Division of General Medical Sciences, School of Medicine, Washington University in St. Louis, St. Louis, MO, United States.
Institute for Informatics, School of Medicine, Washington University in St. Louis, St. Louis, MO, United States.
J Med Internet Res. 2021 Oct 4;23(10):e30697. doi: 10.2196/30697.
Computationally derived ("synthetic") data can enable the creation and analysis of clinical, laboratory, and diagnostic data as if they were the original electronic health record data. Synthetic data can support data sharing to answer critical research questions to address the COVID-19 pandemic.
We aim to compare the results from analyses of synthetic data to those from original data and assess the strengths and limitations of leveraging computationally derived data for research purposes.
We used the National COVID Cohort Collaborative's instance of MDClone, a big data platform with data-synthesizing capabilities (MDClone Ltd). We downloaded electronic health record data from 34 National COVID Cohort Collaborative institutional partners and tested three use cases, including (1) exploring the distributions of key features of the COVID-19-positive cohort; (2) training and testing predictive models for assessing the risk of admission among these patients; and (3) determining geospatial and temporal COVID-19-related measures and outcomes, and constructing their epidemic curves. We compared the results from synthetic data to those from original data using traditional statistics, machine learning approaches, and temporal and spatial representations of the data.
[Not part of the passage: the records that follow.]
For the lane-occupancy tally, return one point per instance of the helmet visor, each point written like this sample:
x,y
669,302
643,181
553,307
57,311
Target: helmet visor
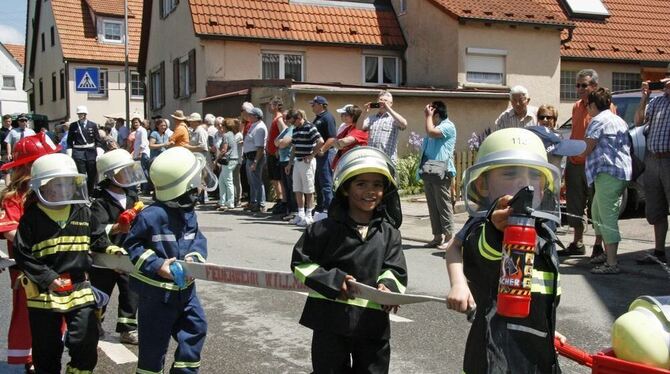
x,y
486,182
63,191
130,175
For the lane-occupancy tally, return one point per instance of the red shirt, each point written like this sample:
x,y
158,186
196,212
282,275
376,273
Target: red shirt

For each use case, the results of the synthetic data analyses successfully mimicked those of the original data such that the distributions of the data were similar and the predictive models demonstrated comparable performance. Although the synthetic and original data yielded overall nearly the same results, there were exceptions that included an odds ratio on either side of the null in multivariable analyses (0.97 vs 1.01) and differences in the magnitude of epidemic curves constructed for zip codes with low population counts.
This paper presents the results of each use case and outlines key considerations for the use of synthetic data, examining their role in collaborative research for faster insights.
计算衍生(“合成”)数据可以创建和分析临床、实验室和诊断数据,就像它们是原始电子健康记录数据一样。合成数据可以支持数据共享,以回答关键研究问题,应对 COVID-19 大流行。
我们旨在比较分析合成数据的结果与原始数据的结果,并评估利用计算衍生数据进行研究的优势和局限性。
我们使用了具有数据合成功能的大数据平台 MDClone 的 National COVID Cohort Collaborative 的实例(MDClone Ltd)。我们从 34 个 National COVID Cohort Collaborative 机构合作伙伴下载了电子健康记录数据,并测试了三个用例,包括(1)探索 COVID-19 阳性队列的关键特征分布;(2)训练和测试评估这些患者入院风险的预测模型;(3)确定与 COVID-19 相关的时空措施和结果,并构建其流行曲线。我们使用传统统计学、机器学习方法以及数据的时空表示来比较合成数据和原始数据的结果。
对于每个用例,合成数据分析的结果成功地模拟了原始数据的结果,使得数据的分布相似,预测模型表现出可比的性能。尽管合成数据和原始数据总体上产生了几乎相同的结果,但也存在例外,包括多变量分析中单侧的优势比(0.97 与 1.01)和构建人口数量低的邮政编码的流行曲线的幅度差异。
本文介绍了每个用例的结果,并概述了使用合成数据的关键考虑因素,探讨了它们在协作研究中更快获得见解的作用。